A campaign to save the site of a Victorian waterworks in Surbiton from development has attracted thousands of supporters.

The Seething Wells Filter Beds are the site of a 19th century waterworks that helped provide clean water to London during a deadly cholera epidemic spread by dirty water.

Today in the midst of an otherwise different epidemic, campaigners with the Seething Wells Action Group (SWAG) in the area are fighting to "protect" the site from development and encourage the regrowth of flora and fauna there instead.

The campaign, which demands Kingston Council (RBK) take a proactive approach by re-examining the granting of planning permission for a "industrial storage" on the site.

One of its chief angles of attack is a petition that has already garnered over 3,000 signatures from residents and supporters.

"I have watched in horror and frustration over the last year, while the owners have destroyed habitat and vegetation on this precious site of nature conservation and historical importance," Campaigner and Green Party Councillor on RBK Sharron Sumner, who started the petition, said in a statement released by SWAG.

"The local council refuse to take any action against the owners, despite their behaviour which has devastated the site...
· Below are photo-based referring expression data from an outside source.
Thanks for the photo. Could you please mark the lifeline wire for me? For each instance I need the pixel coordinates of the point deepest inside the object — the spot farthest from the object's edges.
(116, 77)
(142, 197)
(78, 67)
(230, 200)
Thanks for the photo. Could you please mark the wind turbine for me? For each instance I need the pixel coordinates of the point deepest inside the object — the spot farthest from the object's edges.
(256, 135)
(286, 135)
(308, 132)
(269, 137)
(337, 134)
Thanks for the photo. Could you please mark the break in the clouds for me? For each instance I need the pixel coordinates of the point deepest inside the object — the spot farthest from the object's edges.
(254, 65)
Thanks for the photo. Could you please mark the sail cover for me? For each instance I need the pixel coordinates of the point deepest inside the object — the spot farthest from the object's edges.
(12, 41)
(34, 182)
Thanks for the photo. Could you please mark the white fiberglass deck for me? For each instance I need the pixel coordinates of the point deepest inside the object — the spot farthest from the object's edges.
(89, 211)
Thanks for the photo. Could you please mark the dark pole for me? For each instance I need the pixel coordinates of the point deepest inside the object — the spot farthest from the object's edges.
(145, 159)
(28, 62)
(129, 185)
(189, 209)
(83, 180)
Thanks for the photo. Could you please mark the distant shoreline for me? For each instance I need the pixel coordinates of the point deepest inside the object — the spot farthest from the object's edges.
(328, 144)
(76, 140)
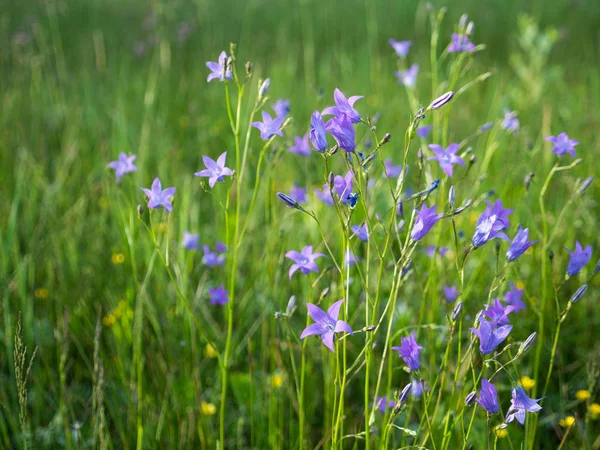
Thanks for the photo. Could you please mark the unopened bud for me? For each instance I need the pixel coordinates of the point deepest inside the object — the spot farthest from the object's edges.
(578, 294)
"If they are given permission for industrial storage, they will have permitted development rights for residential use - this can’t be allowed to happen on this historic site that we must preserve for future generation," she added.

RBK told the Comet that it was still reviewing applications made for the Seething Wells site.

A spokesperson for the council said:

"Current applications remain under consideration and will be determined in due course.

"Neither of the live applications seek planning permission for the development of the site - they are applications which seek to decide whether the proposals require planning permission."

Irrespective of RBK's powers and position, Liberal Democrats in Kingston and Surbiton, who currently have a ruling majority on RBK, may yet be favourable to taking action on the issue.

Their website includes its own petition that implores supporters to "give the council power" to protect the area but says the SWAG petition "does not ask for the right actions" because the site is privately owned and thus out of RBK's direct jurisdiction.

"Kingston has a wonderful Site of Importance for Nature Conservation (SINC) called Seething Wells Filter Beds, but as it’s in private ownership the local Council cannot force the owners to look after it properly.

"We’re calling on the Government to introduce ‘Biodiversity Partnership Agreements’ for all local and nationally listed nature conservation sites, including those in private ownership," a statement on the party's website reads.

The Comet spoke with SWAG Campaigner Charlie Deacon about the future of efforts to protect the area.

He said that the campaign to bring the site under public protection was only just getting going, with the petition to be submitted later this month.

Supporters hope to turn the site into a nature reserve that's accessible to all, and are urging residents to object the current planning permission via RBK's website and share their experiences of nature at the site before it's too late.

"The site has been desecrated from a haven for nature into a barren wasteland," Charlie told the Comet.

"If you're down at the site and can see birds feeding or nesting it's worth sending that into us because that will bolster our campaign," he said.